Almanac Copilot: Towards Autonomous Electronic Health Record Navigation
Cyril Zakka, Joseph Cho, Gracia Fahed, Rohan Shad, Michael Moor, Robyn Fong, Dhamanpreet Kaur, Vishnu Ravi, Oliver Aalami, Roxana Daneshjou, Akshay Chaudhari, William Hiesinger
TL;DR
Almanac Copilot tackles clinician burnout by enabling autonomous navigation of electronic health records through a tool-using large language model. It combines a 33B parameter instruction-tuned LLM, Matryoshka embeddings, and external tools to perform information retrieval, data manipulation, and alert surfacing within a privacy-preserving, locally executed EHR environment. Evaluation on the EHR-QA benchmark (300 synthetic, physician-authored queries) shows Almanac Copilot achieving a 74% task-success rate with a mean score of 2.45 out of 3, highlighting potential to streamline workflows while acknowledging hallucination risks and the need for further improvements toward Level 2 autonomy and multi-modal data handling.
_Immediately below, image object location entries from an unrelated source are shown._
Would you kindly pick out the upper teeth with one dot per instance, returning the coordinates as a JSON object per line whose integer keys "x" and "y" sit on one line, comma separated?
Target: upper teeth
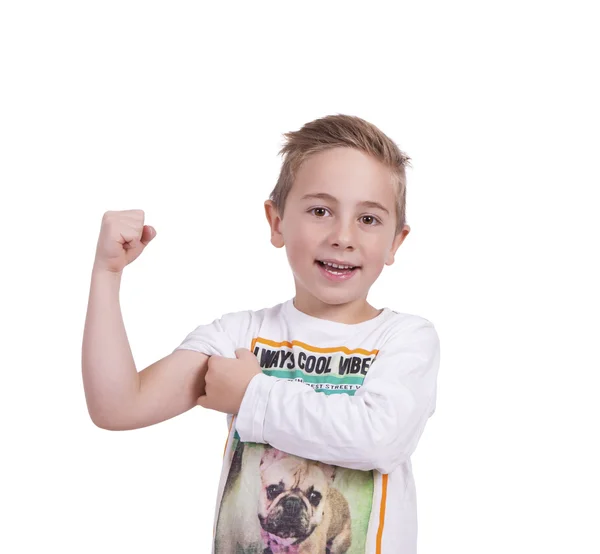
{"x": 339, "y": 266}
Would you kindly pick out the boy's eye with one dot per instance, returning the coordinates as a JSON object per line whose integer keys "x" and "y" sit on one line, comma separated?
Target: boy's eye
{"x": 373, "y": 220}
{"x": 370, "y": 219}
{"x": 314, "y": 210}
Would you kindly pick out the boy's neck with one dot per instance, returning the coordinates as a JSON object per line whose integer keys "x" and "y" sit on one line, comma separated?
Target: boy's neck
{"x": 350, "y": 313}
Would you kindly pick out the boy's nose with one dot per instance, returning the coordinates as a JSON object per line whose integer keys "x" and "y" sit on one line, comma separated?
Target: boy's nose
{"x": 342, "y": 235}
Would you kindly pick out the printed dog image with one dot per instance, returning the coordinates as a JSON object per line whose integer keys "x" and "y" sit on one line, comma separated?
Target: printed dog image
{"x": 300, "y": 511}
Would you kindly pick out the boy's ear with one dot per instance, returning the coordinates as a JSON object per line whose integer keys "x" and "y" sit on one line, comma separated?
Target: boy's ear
{"x": 398, "y": 240}
{"x": 275, "y": 224}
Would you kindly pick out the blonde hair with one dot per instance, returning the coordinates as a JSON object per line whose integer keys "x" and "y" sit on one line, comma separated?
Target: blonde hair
{"x": 335, "y": 131}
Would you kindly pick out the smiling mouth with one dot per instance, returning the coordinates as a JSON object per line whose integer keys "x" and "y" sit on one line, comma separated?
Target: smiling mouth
{"x": 337, "y": 270}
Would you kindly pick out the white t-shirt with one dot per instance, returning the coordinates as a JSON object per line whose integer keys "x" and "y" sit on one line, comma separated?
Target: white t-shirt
{"x": 342, "y": 407}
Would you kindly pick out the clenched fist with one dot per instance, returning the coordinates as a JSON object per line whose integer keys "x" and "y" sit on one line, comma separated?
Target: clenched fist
{"x": 123, "y": 237}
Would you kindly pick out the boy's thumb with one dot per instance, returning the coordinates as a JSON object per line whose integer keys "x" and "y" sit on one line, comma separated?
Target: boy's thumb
{"x": 148, "y": 233}
{"x": 203, "y": 401}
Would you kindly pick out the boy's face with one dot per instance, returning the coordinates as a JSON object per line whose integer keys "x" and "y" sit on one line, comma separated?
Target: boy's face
{"x": 341, "y": 224}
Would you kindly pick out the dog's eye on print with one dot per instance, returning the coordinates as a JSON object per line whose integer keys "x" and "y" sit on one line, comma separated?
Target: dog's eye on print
{"x": 274, "y": 490}
{"x": 314, "y": 497}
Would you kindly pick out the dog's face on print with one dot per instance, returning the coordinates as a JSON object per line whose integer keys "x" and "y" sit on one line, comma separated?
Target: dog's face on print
{"x": 294, "y": 494}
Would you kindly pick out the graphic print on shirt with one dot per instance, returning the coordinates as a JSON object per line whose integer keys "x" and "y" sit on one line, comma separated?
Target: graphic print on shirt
{"x": 274, "y": 502}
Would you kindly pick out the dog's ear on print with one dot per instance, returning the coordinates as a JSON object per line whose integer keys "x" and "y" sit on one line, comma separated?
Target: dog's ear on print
{"x": 270, "y": 455}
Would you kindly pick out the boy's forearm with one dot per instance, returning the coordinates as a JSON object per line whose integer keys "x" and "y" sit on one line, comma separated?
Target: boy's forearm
{"x": 110, "y": 378}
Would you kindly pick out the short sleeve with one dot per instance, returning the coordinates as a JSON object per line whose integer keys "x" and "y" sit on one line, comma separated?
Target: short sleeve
{"x": 222, "y": 337}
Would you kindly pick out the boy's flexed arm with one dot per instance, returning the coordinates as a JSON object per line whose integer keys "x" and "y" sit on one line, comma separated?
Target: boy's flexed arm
{"x": 377, "y": 428}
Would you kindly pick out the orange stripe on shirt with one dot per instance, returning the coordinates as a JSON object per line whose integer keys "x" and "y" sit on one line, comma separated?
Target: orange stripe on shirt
{"x": 344, "y": 349}
{"x": 381, "y": 513}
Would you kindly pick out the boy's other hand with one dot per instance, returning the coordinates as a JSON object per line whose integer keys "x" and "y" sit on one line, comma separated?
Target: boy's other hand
{"x": 123, "y": 237}
{"x": 227, "y": 379}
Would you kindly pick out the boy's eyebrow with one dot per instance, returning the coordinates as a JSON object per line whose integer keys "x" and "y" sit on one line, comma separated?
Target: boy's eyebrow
{"x": 325, "y": 196}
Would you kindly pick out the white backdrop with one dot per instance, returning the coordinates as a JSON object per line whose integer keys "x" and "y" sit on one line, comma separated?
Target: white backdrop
{"x": 178, "y": 108}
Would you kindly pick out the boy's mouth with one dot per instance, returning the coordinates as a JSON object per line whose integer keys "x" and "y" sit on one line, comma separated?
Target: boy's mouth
{"x": 337, "y": 269}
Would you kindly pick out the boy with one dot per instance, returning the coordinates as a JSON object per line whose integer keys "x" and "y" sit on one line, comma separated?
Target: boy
{"x": 326, "y": 396}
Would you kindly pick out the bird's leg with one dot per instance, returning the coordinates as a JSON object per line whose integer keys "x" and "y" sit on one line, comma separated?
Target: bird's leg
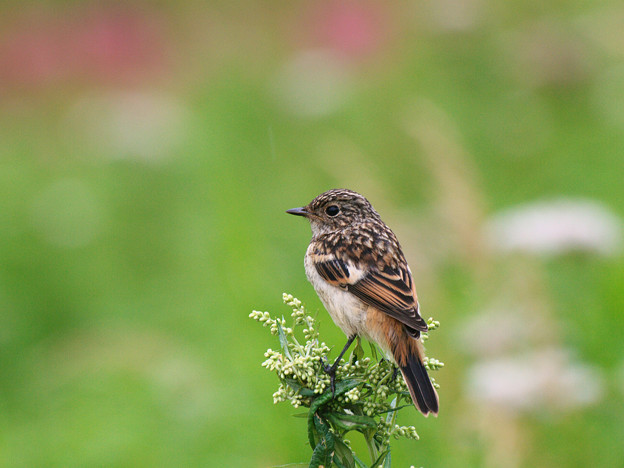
{"x": 331, "y": 370}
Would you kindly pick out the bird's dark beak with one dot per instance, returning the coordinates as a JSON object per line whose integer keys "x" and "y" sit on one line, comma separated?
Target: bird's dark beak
{"x": 298, "y": 211}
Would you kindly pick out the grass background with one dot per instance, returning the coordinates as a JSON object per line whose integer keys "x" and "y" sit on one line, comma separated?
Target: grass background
{"x": 147, "y": 155}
The work demonstrates the practical impact of clinically aligned AI agents in reducing cognitive load and improving efficiency in real-world EMR use, with implications for safer and more scalable deployment in healthcare settings.
Abstract
Clinicians spend large amounts of time on clinical documentation, and inefficiencies impact quality of care and increase clinician burnout. Despite the promise of electronic medical records (EMR), the transition from paper-based records has been negatively associated with clinician wellness, in part due to poor user experience, increased burden of documentation, and alert fatigue. In this study, we present Almanac Copilot, an autonomous agent capable of assisting clinicians with EMR-specific tasks such as information retrieval and order placement. On EHR-QA, a synthetic evaluation dataset of 300 common EHR queries based on real patient data, Almanac Copilot obtains a successful task completion rate of 74% (n = 221 tasks) with a mean score of 2.45 over 3 (95% CI:2.34-2.56). By automating routine tasks and streamlining the documentation process, our findings highlight the significant potential of autonomous agents to mitigate the cognitive load imposed on clinicians by current EMR systems.